The good news is that it seems permissible to be hopeful this spring – hospitalizations and deaths continue to decline in most parts of the country as the numbers vaccinated climb steadily. With the hope that an even brighter summer lies ahead, here are some reflections on what I learned the past year:

  1. Given a challenge, our researchers respond with amazing creativity. A March survey of our COINs identified over 200 COVID publications in the past year, many without dedicated research funding.
  2. VA is an ideal system to study COVID due to the quality of our data, depth of our research community, and the consistency of our clinical response. Unlike in many other systems, COVID outcomes in VA aren’t confounded by lack of access or overwhelmed hospitals. Teams from VA were some of the first to publish results within a large FDA collaboration of different health care systems using EHR data to assess new COVID treatments.
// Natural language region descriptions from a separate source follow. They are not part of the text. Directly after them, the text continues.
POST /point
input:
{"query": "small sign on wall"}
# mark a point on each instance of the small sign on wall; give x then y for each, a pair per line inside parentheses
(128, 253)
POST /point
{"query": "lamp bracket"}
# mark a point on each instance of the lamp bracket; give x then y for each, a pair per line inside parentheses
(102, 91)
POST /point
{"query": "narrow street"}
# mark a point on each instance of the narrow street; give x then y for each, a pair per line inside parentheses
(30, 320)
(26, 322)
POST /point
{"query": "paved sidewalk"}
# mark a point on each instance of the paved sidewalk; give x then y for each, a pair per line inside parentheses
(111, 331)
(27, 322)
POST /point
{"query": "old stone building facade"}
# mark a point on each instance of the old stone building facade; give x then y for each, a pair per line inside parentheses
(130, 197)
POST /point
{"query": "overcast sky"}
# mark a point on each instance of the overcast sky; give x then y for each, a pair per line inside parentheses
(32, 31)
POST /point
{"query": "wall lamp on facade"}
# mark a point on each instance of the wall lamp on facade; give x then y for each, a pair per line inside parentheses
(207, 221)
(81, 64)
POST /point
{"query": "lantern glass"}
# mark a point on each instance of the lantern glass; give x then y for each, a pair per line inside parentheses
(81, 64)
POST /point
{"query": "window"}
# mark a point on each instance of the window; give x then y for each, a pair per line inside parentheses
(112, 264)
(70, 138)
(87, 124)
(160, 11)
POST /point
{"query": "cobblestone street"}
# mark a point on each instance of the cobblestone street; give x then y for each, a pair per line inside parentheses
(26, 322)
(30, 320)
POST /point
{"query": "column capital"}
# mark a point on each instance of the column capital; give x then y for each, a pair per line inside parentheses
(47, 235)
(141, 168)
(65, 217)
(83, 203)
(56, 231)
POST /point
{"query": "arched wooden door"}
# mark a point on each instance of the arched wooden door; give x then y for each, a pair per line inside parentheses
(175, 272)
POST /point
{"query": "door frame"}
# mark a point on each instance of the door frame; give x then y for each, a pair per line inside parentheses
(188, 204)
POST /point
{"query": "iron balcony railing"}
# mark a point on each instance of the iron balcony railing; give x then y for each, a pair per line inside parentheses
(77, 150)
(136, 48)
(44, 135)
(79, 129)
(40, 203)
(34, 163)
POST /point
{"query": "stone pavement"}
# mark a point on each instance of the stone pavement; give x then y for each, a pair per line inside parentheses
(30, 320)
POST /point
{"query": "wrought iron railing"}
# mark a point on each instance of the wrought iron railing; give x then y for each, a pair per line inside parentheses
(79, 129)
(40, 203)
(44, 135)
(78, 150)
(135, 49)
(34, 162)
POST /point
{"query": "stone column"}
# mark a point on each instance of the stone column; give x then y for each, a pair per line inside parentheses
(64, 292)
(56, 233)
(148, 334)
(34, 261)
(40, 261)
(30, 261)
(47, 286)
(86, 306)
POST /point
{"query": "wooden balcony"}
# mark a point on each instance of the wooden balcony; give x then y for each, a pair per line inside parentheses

  3. Our HSR&D staff and our researchers can work very effectively in a remote environment. We are unlikely to go back to a world requiring 100% office work, especially in areas where commuting can waste more than 2 hours a day.
  4. It’s hard to manage a national public health crisis with a hodgepodge of Federal, state and county responsibilities. Nothing made clearer the value of a national, integrated system than VA’s success in vaccinating staff and patients.
  5. I miss the office and even my commute – Zoom makes casual interaction much harder, and it’s difficult maintaining the continuous informal connections that make a team work well. And Zoom coffees or birthdays without the pastries and cakes are for the birds.
  6. Even setting aside new variants, we still have so much to learn about COVID. A new effort in HSR&D will bring national data to bear to study the long-term outcomes of the 250,000 Veterans who recovered from COVID, including those who seem to suffer from what is now known as PASC – post-acute symptoms of COVID.  A separate set of initiatives is examining the effects of pandemic disruptions to work and healthcare on non-COVID outcomes such as suicide, substance use and other mental health outcomes, the care of acute conditions and the management of chronic diseases.  VA has experienced far more excess deaths in 2020 than are officially attributed to COVID, but we don’t know the relative contribution of social disruption, delayed or suboptimal health care, or undetected COVID.

I truly hope and believe we will be able to put the worst of COVID behind us over the coming year, but I also know the process of fully understanding COVID will take years of work from dedicated and creative researchers. I am so proud that so many of them work in VA.